The Wall Street Journal's The Accelerators blog asked a group of startup mentors—experienced venture capitalists and entrepreneurs—to name some of the worst mistakes founders are likely to make in 2013. Edited excerpts:
Choose an Investor Who's Right for Your Startup
Over-optimizing on valuation is a mistake that can end up costing you much more than you'll gain. By focusing too much on price, you run the risk of driving away the best investors. Sure, you might maximize the valuation, but you'll minimize other factors that are ultimately more critical to the success of your startup.
Angel investing is still so hot right now that you might be able to find someone who is willing to overpay. But this only creates new problems when it's time for the next round. The bar will be set too high, and you'll be stuck trying to defend an "up round" to the next investors.
-- David Cohen, co-founder of TechStars
Founders Can Lose Focus On What Matters Most
I've started four companies and I have invested in 25 more. And I can say that I have made or seen almost every mistake possible. None of these are fun to live through. But they aren't nearly as fatal to a young company as the No. 1 mistake entrepreneurs make: focusing on the wrong priorities.
Successful entrepreneurs focus exclusively on efforts that matter, and are able to tune out the rest.
Here is an exercise I use with entrepreneurs.
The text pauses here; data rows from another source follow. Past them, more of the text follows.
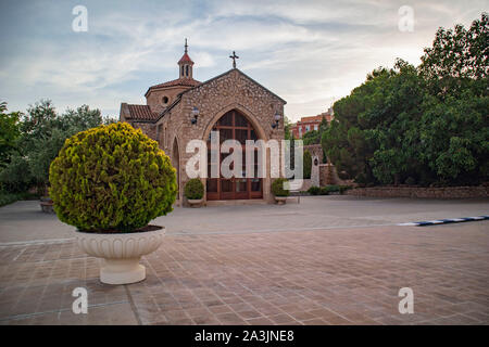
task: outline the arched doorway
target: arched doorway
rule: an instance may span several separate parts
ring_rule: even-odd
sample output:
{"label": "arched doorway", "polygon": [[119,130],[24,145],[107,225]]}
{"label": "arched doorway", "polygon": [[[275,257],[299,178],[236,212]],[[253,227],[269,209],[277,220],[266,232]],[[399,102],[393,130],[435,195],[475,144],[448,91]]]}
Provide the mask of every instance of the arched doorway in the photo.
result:
{"label": "arched doorway", "polygon": [[[220,142],[226,140],[237,140],[242,146],[242,167],[241,171],[246,177],[246,140],[258,140],[258,133],[251,123],[237,110],[231,110],[224,114],[212,127],[212,131],[220,132]],[[263,179],[256,178],[258,155],[254,155],[254,178],[211,178],[211,168],[213,165],[220,165],[230,153],[221,153],[220,163],[211,160],[211,139],[208,139],[208,179],[206,197],[213,200],[249,200],[263,198]],[[220,170],[221,171],[221,170]]]}
{"label": "arched doorway", "polygon": [[176,169],[176,179],[177,179],[177,198],[180,196],[180,153],[178,152],[178,142],[175,138],[173,140],[172,147],[172,165]]}

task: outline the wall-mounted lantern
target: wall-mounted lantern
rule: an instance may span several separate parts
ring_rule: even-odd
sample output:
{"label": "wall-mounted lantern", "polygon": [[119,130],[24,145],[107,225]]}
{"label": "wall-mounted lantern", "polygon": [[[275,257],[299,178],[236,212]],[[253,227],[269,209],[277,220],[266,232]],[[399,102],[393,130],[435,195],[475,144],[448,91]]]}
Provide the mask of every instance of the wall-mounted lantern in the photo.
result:
{"label": "wall-mounted lantern", "polygon": [[280,114],[278,112],[276,112],[275,116],[274,116],[275,123],[272,124],[273,129],[278,127],[278,121],[280,121],[280,118],[281,118]]}
{"label": "wall-mounted lantern", "polygon": [[191,123],[197,124],[197,118],[199,118],[199,108],[197,108],[196,106],[193,106],[192,108],[192,116],[193,118],[191,119]]}

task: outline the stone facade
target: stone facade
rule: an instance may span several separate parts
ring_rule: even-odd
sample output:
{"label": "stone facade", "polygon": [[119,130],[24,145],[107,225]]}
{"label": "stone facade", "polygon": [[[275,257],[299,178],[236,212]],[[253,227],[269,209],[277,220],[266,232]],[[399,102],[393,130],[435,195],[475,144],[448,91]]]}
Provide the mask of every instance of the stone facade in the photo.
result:
{"label": "stone facade", "polygon": [[[181,90],[176,94],[173,93],[176,90],[173,86],[175,83],[179,85],[178,88]],[[193,87],[191,87],[192,83]],[[164,87],[165,85],[168,85],[167,88]],[[162,95],[170,95],[168,99],[172,101],[167,106],[161,102]],[[185,80],[180,78],[153,86],[147,92],[147,103],[151,112],[158,113],[156,117],[135,119],[134,116],[124,113],[122,107],[121,120],[141,128],[150,138],[156,140],[160,147],[172,158],[177,169],[179,202],[184,202],[181,188],[189,180],[185,167],[188,159],[195,155],[195,153],[186,152],[187,144],[195,139],[206,141],[215,123],[227,112],[236,110],[241,113],[261,140],[278,140],[281,145],[280,140],[284,139],[286,102],[238,68],[233,68],[202,83],[192,80],[190,75]],[[197,121],[192,121],[195,110],[199,111]],[[272,127],[275,125],[276,114],[280,115],[280,119],[277,127]],[[269,151],[266,163],[267,175],[262,185],[263,201],[273,202]],[[202,181],[205,187],[205,179],[202,178]]]}
{"label": "stone facade", "polygon": [[[193,153],[185,149],[193,139],[206,140],[214,124],[228,111],[237,110],[253,125],[262,140],[283,140],[284,121],[280,119],[276,129],[272,128],[274,116],[284,115],[285,102],[274,95],[239,69],[231,69],[217,78],[192,88],[181,94],[180,101],[165,112],[158,120],[156,128],[164,129],[160,137],[161,147],[172,157],[179,156],[179,187],[189,180],[185,165]],[[192,108],[199,110],[197,124],[192,124]],[[178,155],[174,153],[178,151]],[[267,154],[267,177],[263,180],[263,198],[272,202],[269,196],[269,153]],[[180,201],[183,192],[180,190]]]}

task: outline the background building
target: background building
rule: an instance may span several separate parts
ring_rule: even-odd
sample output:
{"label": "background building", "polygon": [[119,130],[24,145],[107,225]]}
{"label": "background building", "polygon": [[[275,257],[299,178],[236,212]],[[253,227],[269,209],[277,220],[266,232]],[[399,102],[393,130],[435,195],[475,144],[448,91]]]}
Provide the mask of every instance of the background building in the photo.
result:
{"label": "background building", "polygon": [[318,114],[317,116],[302,117],[301,120],[298,120],[296,124],[290,126],[290,131],[296,139],[301,139],[308,131],[319,130],[319,125],[321,121],[323,121],[323,118],[326,118],[328,123],[333,120],[333,107],[329,107],[328,111]]}

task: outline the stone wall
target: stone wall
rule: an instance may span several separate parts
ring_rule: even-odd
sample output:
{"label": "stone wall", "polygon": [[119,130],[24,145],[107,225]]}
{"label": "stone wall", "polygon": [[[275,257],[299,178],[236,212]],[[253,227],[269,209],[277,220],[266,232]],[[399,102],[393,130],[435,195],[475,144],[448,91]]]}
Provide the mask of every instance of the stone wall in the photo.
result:
{"label": "stone wall", "polygon": [[[272,128],[276,113],[284,115],[285,102],[248,78],[238,69],[223,74],[181,95],[180,102],[164,115],[158,125],[164,130],[161,146],[175,156],[175,142],[179,152],[179,185],[189,180],[185,171],[187,160],[193,153],[186,153],[187,143],[193,139],[206,140],[213,125],[226,112],[237,110],[253,125],[260,139],[265,141],[284,139],[284,119],[278,128]],[[191,111],[199,108],[197,124],[191,124]],[[267,154],[268,177],[263,179],[263,198],[273,201],[269,193],[269,153]],[[183,200],[181,189],[179,192]]]}
{"label": "stone wall", "polygon": [[426,198],[467,198],[489,197],[489,187],[372,187],[355,188],[346,192],[347,195],[369,197],[426,197]]}

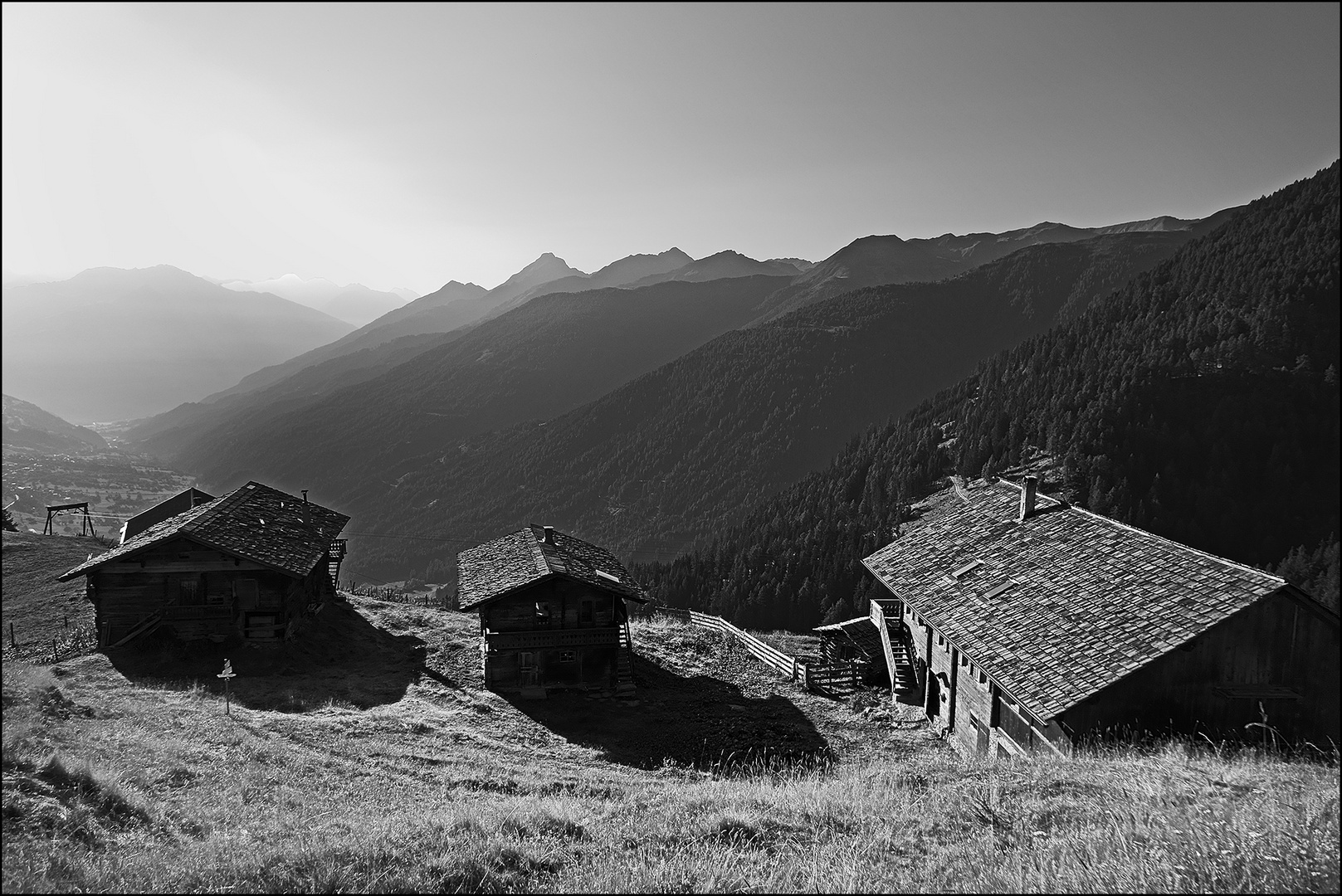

I ask a very simple question: What are the top three things you need to accomplish in the next six to 12 months to give the company the best chance of long-term success?
Most entrepreneurs I speak to can't name their priorities right away. If an entrepreneur can't do this without hesitating, how will the rest of the company know? It's bad enough for a founder to work on the wrong projects. But if the entire company is not focusing in the right areas, it's game over.
-- Michael Lazerow, founder of Buddy Media
Burning Through That First Round
Every founder makes mistakes, and you can only learn from yours. I believe one of the biggest mistakes is spending that first round of capital too quickly. The key to getting through the first round of capital is to come out with a bigger and better business.
Be realistic about your business model and hire accordingly. It is so easy to feel freer once the initial cash is in the bank. Don't make the mistake of revving up that monthly burn because you will end up having to cut back and raise money again sooner than you planned.